With that in mind, did you miss this 2021 article in Interpreter?

“An Ishmael Buried Near Nahom,” written by Neal Rappleye

Abstract: Latter-day Saint scholars generally agree that “the place called… Nahom,” where Ishmael was buried (1 Nephi 16:34) is identified as the Nihm tribal region in Yemen. Significantly, a funerary stela with the name y s1mʿʾl — the South Arabian equivalent of Ishmael — was found near the Nihm region and dated to ca. 6th century bc. Although it cannot be determined with certainty that this is the Ishmael from the Book of Mormon, circumstantial evidence suggests that such is a possibility worth considering.

I was reminded of Brother Rappleye’s article by something that I read in the current issue of the Biblical Archaeology Review (BAR):

It seems that, according to the Israel Antiquities Authority (IAA), a papyrus inscribed with an Old Hebrew (Paleo-Hebrew) text and dating to the First Temple period has been discovered.  (If it authentic — and, unfortunately, it’s unprovenanced and may have surfaced on the antiquities market, which isn’t very helpful — it is only the third Hebrew papyrus from that period that has ever been found.).  Damaged, and containing just four lines of text, it is plainly part of a letter that contained instructions to its recipient:  “To Ishmael, send . . . ”

Ishmael, the BAR article says, may have been an administrative official in the Kingdom of Judah.  The request to him seems to have asked that he send commodities to the author of the letter, which initial paleographic and radiocarbon analyses date to somewhere between the late seventh century BC and the somewhere in the sixth century BC — in other words, to the very period of the Book of Mormon’s own Ishmael.

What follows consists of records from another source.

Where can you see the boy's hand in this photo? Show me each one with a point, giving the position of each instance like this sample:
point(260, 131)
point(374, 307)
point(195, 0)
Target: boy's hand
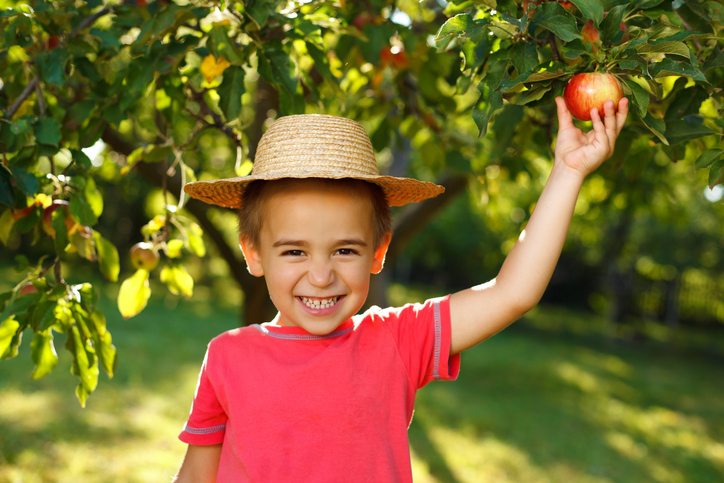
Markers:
point(584, 152)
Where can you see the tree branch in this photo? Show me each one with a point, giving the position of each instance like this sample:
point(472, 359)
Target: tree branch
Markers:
point(88, 21)
point(419, 216)
point(24, 95)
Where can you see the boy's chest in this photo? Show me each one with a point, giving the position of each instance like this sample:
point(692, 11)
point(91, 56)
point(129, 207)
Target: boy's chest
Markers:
point(308, 390)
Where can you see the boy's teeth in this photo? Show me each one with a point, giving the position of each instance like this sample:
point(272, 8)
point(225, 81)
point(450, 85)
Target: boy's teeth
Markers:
point(319, 303)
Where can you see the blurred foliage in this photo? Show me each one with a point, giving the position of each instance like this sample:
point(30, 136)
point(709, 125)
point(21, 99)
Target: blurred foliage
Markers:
point(109, 108)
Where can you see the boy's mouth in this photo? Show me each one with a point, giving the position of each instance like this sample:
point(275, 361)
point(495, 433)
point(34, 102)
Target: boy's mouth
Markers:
point(319, 303)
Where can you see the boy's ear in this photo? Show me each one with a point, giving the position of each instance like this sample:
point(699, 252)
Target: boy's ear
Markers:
point(379, 259)
point(251, 255)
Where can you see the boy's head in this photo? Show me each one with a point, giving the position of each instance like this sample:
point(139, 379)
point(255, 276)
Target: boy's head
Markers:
point(254, 209)
point(316, 250)
point(314, 216)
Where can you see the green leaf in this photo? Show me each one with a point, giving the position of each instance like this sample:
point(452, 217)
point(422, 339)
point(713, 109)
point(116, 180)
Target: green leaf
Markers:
point(6, 225)
point(51, 65)
point(592, 9)
point(61, 230)
point(553, 17)
point(489, 101)
point(529, 77)
point(639, 96)
point(81, 158)
point(278, 69)
point(669, 67)
point(27, 182)
point(7, 196)
point(533, 94)
point(687, 102)
point(156, 153)
point(321, 62)
point(178, 280)
point(8, 330)
point(230, 92)
point(220, 45)
point(85, 365)
point(683, 130)
point(86, 204)
point(43, 355)
point(105, 350)
point(716, 173)
point(173, 248)
point(671, 48)
point(656, 126)
point(462, 25)
point(610, 27)
point(524, 56)
point(134, 294)
point(47, 131)
point(716, 59)
point(107, 257)
point(195, 240)
point(707, 158)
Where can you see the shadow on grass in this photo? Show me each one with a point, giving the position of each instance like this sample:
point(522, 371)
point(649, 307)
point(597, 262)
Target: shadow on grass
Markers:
point(144, 405)
point(617, 414)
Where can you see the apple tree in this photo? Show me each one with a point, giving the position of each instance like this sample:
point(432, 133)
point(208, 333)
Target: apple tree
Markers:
point(178, 91)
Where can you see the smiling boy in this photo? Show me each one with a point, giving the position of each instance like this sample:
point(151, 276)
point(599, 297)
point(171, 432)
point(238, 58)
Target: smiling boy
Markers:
point(319, 393)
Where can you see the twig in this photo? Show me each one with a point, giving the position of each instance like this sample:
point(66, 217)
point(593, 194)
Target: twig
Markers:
point(88, 21)
point(39, 93)
point(554, 47)
point(688, 27)
point(58, 276)
point(24, 95)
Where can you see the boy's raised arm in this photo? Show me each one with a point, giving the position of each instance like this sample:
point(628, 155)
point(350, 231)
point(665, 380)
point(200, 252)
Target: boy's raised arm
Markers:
point(480, 312)
point(200, 465)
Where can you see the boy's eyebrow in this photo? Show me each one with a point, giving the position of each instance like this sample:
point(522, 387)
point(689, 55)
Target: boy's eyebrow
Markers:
point(299, 243)
point(288, 242)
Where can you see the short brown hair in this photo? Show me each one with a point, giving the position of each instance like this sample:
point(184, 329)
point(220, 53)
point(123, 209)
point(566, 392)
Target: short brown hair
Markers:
point(257, 192)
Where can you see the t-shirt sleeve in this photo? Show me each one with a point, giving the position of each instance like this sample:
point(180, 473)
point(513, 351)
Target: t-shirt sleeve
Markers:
point(422, 334)
point(207, 420)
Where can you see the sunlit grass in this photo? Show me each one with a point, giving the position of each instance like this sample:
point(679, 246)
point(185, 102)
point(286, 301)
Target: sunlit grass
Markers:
point(543, 401)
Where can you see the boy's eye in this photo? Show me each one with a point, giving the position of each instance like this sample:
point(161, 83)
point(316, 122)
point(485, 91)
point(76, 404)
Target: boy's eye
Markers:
point(293, 253)
point(347, 251)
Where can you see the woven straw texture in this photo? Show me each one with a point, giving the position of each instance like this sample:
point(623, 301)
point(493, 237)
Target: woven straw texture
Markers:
point(313, 146)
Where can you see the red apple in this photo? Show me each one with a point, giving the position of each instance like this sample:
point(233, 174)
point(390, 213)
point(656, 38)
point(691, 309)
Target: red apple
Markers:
point(26, 289)
point(144, 256)
point(363, 19)
point(590, 90)
point(70, 223)
point(22, 212)
point(589, 32)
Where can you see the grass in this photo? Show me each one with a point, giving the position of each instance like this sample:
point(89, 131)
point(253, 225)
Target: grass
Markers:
point(539, 402)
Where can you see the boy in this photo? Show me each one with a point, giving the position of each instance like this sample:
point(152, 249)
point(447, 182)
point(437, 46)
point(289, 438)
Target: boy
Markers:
point(321, 394)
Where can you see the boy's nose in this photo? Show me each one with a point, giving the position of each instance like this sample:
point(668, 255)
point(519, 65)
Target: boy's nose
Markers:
point(321, 274)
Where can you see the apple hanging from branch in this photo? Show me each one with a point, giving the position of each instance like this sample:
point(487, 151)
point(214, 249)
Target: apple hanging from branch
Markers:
point(591, 90)
point(144, 256)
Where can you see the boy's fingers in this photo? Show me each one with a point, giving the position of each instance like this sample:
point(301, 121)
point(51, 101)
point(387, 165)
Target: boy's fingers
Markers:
point(564, 115)
point(611, 124)
point(599, 130)
point(621, 115)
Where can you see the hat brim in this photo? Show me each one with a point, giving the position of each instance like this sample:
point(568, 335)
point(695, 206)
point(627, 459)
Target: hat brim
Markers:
point(227, 192)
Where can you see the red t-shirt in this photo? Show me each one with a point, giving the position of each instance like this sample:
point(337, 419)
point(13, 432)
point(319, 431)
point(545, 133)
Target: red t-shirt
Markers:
point(291, 406)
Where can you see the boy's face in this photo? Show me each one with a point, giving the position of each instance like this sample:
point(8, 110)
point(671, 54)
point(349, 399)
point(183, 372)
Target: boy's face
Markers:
point(316, 251)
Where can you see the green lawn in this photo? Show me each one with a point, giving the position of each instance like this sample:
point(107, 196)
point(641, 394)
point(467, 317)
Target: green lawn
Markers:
point(536, 403)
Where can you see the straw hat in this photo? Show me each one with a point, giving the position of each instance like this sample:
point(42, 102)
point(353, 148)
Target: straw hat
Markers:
point(313, 146)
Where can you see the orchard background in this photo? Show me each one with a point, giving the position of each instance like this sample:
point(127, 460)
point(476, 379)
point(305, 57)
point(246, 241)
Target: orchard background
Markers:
point(108, 108)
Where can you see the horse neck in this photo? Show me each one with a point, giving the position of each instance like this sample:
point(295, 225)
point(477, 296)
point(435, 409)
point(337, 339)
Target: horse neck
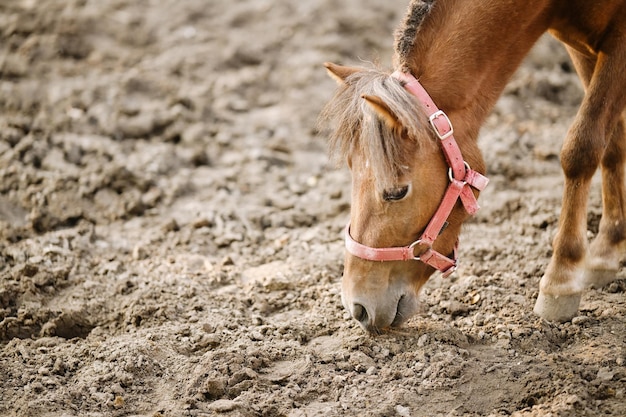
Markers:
point(467, 50)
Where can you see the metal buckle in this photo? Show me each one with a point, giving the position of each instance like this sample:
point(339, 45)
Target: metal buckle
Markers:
point(413, 245)
point(451, 176)
point(436, 115)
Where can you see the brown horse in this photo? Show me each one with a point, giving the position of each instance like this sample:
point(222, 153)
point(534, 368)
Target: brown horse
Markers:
point(414, 177)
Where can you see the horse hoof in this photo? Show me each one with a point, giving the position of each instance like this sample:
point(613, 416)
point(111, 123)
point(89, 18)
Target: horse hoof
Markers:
point(559, 308)
point(598, 278)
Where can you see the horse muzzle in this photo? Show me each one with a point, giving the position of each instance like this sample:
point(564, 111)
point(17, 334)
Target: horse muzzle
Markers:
point(377, 311)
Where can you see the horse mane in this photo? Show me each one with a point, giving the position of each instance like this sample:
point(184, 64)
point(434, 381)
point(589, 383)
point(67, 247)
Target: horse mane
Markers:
point(406, 34)
point(358, 128)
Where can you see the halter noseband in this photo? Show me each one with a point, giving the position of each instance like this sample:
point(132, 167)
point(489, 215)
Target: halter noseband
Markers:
point(461, 176)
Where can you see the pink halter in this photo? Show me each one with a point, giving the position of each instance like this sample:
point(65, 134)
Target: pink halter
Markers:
point(461, 178)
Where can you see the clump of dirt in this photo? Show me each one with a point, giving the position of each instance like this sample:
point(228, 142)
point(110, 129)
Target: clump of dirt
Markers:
point(170, 227)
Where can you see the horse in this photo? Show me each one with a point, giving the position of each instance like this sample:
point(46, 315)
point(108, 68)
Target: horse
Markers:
point(410, 141)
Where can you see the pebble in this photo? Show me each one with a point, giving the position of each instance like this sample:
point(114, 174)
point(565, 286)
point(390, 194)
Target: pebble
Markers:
point(223, 406)
point(403, 411)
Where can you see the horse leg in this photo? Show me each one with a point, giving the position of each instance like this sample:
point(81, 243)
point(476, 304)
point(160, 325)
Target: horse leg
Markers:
point(595, 137)
point(607, 248)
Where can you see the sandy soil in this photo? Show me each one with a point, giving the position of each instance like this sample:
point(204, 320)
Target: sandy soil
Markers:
point(170, 227)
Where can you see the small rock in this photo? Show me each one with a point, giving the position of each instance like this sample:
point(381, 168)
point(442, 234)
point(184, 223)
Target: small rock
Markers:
point(223, 406)
point(403, 411)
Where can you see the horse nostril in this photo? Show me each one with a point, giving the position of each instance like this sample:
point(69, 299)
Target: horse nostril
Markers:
point(360, 313)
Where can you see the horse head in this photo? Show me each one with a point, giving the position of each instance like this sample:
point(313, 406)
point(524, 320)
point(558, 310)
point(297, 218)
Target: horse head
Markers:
point(400, 177)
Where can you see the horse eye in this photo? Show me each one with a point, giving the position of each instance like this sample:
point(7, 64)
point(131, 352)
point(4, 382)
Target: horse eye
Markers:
point(396, 193)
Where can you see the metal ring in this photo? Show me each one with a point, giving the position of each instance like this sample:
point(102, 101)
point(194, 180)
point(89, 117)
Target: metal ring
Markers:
point(413, 245)
point(451, 177)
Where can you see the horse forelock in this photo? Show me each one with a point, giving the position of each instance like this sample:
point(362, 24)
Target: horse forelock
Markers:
point(358, 128)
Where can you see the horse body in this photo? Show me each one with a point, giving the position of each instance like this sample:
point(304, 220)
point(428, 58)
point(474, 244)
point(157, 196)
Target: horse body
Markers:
point(463, 52)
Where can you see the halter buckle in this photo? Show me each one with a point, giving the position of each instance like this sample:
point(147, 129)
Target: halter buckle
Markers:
point(413, 245)
point(434, 117)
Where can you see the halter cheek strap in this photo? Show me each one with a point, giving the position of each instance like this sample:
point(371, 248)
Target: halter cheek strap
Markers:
point(461, 176)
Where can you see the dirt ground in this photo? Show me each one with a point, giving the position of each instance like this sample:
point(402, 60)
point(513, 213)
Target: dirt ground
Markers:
point(170, 227)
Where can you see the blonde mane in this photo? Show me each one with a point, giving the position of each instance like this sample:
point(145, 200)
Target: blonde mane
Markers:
point(357, 127)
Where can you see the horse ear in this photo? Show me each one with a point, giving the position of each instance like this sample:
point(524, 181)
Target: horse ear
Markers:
point(382, 110)
point(339, 72)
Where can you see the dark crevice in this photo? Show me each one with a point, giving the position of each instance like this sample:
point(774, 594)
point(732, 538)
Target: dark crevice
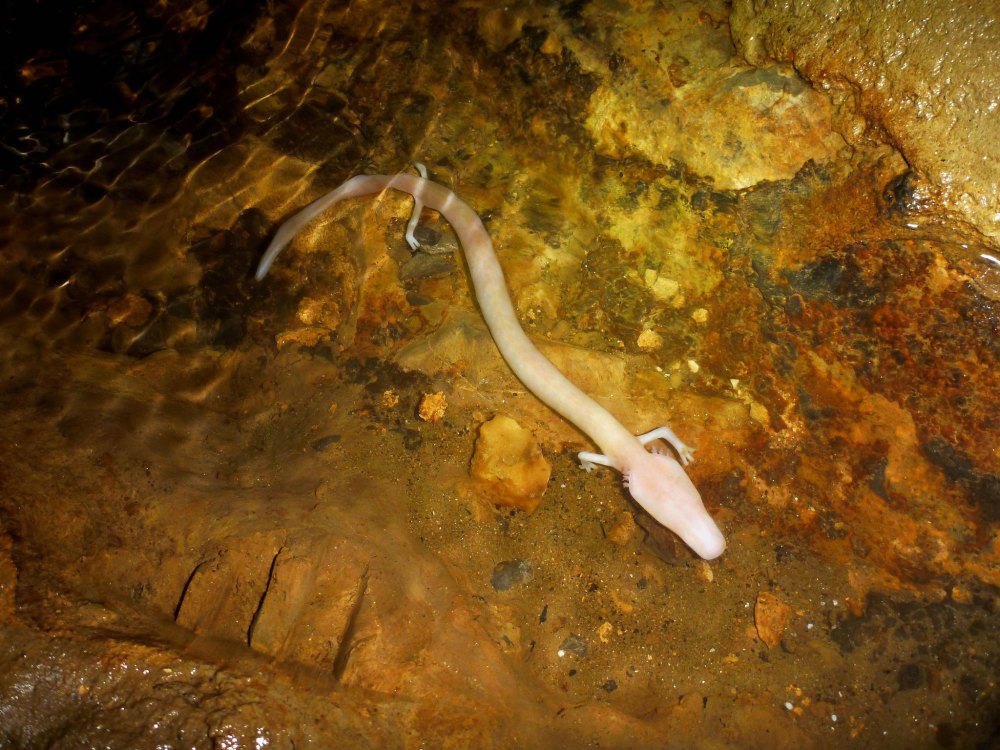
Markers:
point(263, 596)
point(347, 641)
point(187, 587)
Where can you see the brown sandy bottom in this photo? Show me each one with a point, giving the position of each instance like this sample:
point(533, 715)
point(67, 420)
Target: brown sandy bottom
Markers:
point(240, 515)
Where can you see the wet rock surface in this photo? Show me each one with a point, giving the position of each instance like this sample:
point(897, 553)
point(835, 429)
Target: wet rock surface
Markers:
point(922, 76)
point(239, 514)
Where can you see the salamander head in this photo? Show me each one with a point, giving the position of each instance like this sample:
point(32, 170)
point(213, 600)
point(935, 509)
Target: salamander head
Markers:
point(659, 484)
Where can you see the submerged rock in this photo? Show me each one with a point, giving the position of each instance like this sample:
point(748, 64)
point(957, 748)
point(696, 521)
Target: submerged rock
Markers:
point(509, 464)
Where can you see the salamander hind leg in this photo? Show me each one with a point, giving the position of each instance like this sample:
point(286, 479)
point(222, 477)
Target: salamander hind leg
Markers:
point(684, 452)
point(418, 206)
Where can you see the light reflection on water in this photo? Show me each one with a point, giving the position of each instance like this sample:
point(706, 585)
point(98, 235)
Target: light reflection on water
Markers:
point(222, 452)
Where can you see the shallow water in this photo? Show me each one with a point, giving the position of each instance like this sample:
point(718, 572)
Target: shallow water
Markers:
point(226, 522)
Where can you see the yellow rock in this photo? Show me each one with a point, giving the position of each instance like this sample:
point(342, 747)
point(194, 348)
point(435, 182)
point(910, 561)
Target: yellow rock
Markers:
point(509, 465)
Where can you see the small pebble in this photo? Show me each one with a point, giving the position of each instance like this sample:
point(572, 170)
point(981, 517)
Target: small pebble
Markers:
point(508, 574)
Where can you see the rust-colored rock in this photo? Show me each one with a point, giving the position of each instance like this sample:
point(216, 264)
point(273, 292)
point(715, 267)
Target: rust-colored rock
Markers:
point(919, 75)
point(771, 616)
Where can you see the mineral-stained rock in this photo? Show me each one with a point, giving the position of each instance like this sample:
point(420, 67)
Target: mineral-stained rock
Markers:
point(771, 616)
point(920, 75)
point(509, 464)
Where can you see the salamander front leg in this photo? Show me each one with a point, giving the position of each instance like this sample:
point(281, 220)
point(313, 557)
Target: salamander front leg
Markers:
point(685, 452)
point(590, 461)
point(418, 206)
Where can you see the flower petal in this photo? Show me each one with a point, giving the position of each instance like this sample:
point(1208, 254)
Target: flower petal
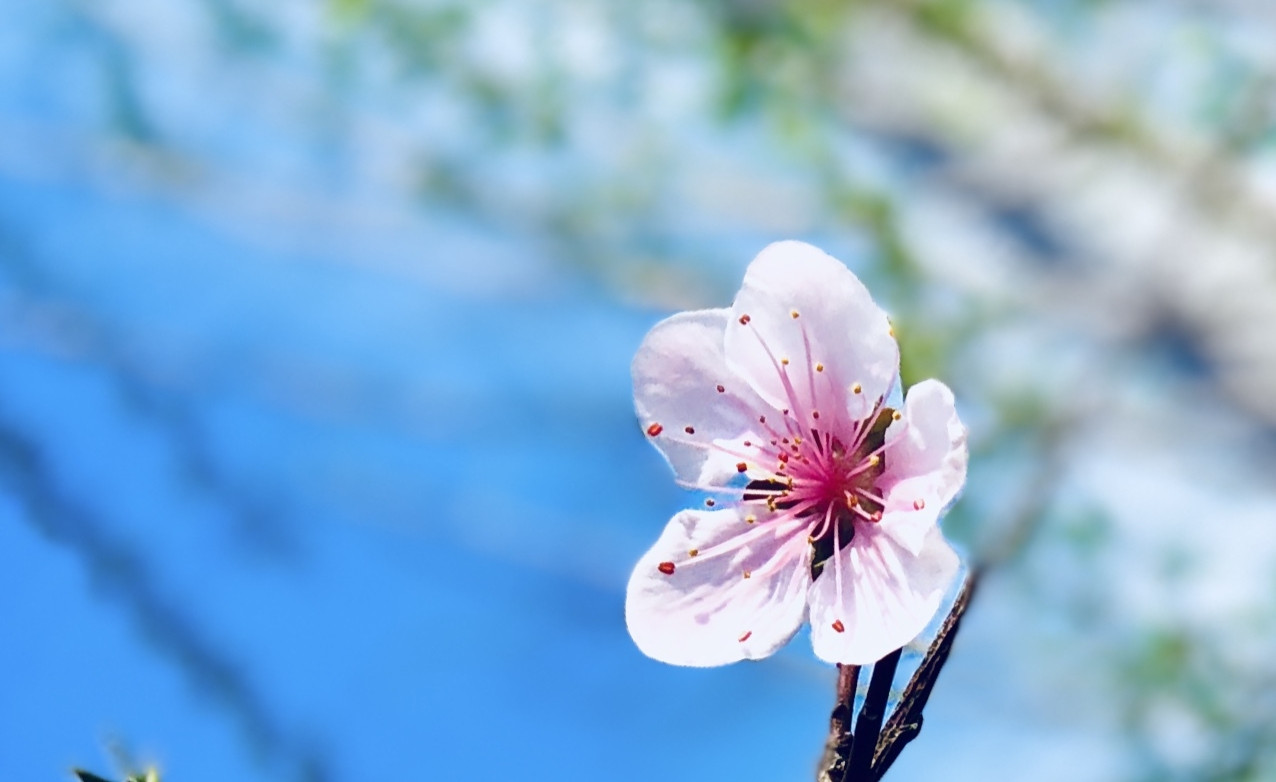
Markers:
point(687, 398)
point(808, 337)
point(887, 596)
point(741, 596)
point(925, 463)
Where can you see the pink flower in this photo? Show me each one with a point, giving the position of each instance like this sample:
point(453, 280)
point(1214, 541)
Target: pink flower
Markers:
point(828, 499)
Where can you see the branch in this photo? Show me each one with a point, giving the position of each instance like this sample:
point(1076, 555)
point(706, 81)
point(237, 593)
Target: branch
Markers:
point(837, 746)
point(868, 725)
point(905, 722)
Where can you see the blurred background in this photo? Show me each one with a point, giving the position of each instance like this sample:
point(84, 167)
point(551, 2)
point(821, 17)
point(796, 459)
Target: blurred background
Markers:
point(317, 449)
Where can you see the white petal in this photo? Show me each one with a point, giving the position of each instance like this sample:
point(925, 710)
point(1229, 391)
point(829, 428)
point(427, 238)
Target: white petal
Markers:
point(676, 374)
point(888, 596)
point(838, 341)
point(706, 611)
point(925, 463)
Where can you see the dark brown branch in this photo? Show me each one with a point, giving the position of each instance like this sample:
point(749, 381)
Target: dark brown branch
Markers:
point(905, 722)
point(837, 746)
point(868, 725)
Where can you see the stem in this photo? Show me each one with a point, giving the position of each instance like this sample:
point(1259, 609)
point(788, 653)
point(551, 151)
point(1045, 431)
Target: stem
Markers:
point(905, 722)
point(868, 726)
point(837, 746)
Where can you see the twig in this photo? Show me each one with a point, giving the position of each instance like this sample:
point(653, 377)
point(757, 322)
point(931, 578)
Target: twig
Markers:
point(868, 725)
point(837, 746)
point(905, 722)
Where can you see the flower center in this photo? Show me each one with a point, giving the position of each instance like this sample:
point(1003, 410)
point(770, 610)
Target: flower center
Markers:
point(830, 484)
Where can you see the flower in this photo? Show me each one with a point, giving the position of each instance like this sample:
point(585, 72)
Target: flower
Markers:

I’m not saying that this is the Ishmael of the Book of Mormon.  That’s possible, I suppose, but unlikely.  I just think it interesting to see the name attested in Judah in a document from the very time of Lehi and Ishmael.

See “Rare Old Hebrew Papyrus?” in Biblical Archaeology Review 49/1 (Spring 2023): 15.


A political map of the Arabian Peninsula
A political map of the modern Arabian Peninsula (Wikimedia Commons public domain image)


Finally, here are some horrors that I may or may not already have shared with you from the Christopher Hitchens Memorial “How Religion Poisons Everything” File©:

“Church helps give aid to refugees in Democratic Republic of the Congo: Funding from the Church helps Catholic Relief Services and Caritas support thousands of displaced people — primarily women and girls — in war-torn province of North Kivu”

“Church sends emergency aid after heavy rains, landslides in Brazil:  Donated supplies and service will help victims on the north coast of São Paulo”

“BYU study examines how missionary service helps female students find strengths, make informed career decisions”

“Church’s aid to Turkey, Syria totals more than $5 million:  The Church is working with several organizations to send food, tents, medical supplies and clothing to earthquake victims”

“How recent research out of BYU shows its scholarship is both ‘wide and deep’: From exercise to icebergs and leopards to social media, take a look at some of the research coming out of BYU”

“Church Supports New Zealand Cyclone Relief: Humanitarian funds and supplies being sent to partner organisations to assist impacted communities”

It would obviously be better if the Church of Jesus Christ of Latter-day Saints had no financial resources.